There are publicly available sources of information for nearly all industries. Usually, the annual report of a company itself provide a good enough overview of the industry, coming along with the future growth outlook. The annual reports also give you some ideas about the minor and major competitors in a particular industry.
Business Model Analysis
Try to focus on a company’s strengths and weaknesses. You may find a strong company in a weak industry and a weak company in a strong industry.
The strengths of a firm usually reflect in its, for examples, unique brand, customers, suppliers, and products.
You may also learn about a company’s business model through annual reports, trade magazines, and websites.

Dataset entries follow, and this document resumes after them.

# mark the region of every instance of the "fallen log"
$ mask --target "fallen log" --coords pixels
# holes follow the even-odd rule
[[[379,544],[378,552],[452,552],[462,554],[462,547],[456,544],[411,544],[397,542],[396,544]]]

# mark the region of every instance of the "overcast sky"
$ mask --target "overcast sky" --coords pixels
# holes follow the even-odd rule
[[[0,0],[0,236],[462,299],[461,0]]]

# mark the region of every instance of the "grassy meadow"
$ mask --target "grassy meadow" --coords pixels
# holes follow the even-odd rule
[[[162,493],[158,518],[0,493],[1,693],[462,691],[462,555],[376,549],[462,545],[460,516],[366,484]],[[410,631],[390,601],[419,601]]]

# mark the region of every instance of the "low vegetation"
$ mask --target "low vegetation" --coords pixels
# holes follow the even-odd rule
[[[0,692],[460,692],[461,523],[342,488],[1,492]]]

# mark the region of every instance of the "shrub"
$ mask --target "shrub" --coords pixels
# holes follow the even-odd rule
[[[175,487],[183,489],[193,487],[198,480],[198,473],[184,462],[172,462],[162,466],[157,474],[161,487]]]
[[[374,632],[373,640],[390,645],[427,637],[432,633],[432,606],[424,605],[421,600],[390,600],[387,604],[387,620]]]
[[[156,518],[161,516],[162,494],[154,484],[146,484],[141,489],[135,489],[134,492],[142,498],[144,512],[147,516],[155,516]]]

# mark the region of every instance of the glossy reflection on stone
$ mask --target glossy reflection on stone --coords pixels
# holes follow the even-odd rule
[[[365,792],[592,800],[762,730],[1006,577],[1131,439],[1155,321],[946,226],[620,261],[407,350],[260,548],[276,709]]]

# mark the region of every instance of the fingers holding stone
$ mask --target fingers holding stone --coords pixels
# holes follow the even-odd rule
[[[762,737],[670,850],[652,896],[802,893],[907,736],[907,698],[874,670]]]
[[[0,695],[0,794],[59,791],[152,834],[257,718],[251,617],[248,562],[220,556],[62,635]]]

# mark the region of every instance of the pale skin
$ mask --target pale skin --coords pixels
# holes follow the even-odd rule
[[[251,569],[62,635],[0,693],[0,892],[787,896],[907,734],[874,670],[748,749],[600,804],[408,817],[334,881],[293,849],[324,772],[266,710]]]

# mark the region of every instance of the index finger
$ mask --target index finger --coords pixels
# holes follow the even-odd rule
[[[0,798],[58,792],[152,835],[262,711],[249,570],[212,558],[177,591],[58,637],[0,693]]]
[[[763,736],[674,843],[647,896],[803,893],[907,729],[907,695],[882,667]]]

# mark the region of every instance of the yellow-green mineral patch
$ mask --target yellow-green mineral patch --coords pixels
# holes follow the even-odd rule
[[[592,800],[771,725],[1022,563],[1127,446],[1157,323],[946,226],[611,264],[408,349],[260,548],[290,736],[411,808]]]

Understanding the financial health of a company is one of the most crucial steps in analyzing a stock. Without understanding the financials, you will not actually think like an analyst.
Try to understand the company’s balance sheet, cash flow statements, and income statements. Usually, the numbers you find financial statements tell more about the company than the lengthy words of an annual report.
Quality of Management
Management quality also plays a critical factor in terms of stock analysis. There are no good or bad companies, but only good or bad managers.
The key executives are responsible for the future of the company. Assess the company management and the quality of its board by doing some extensive research.
Stock prices follow earnings. To know whether a stock price would be moving up or down in the future, try to see where future earnings are heading.
Unfortunately, you cannot find any quick formula that can tell you the future of earnings. Analysts make their estimates by crunching past figures of sales growth and profit margins, coming along with profitability trends going on in that particular industry.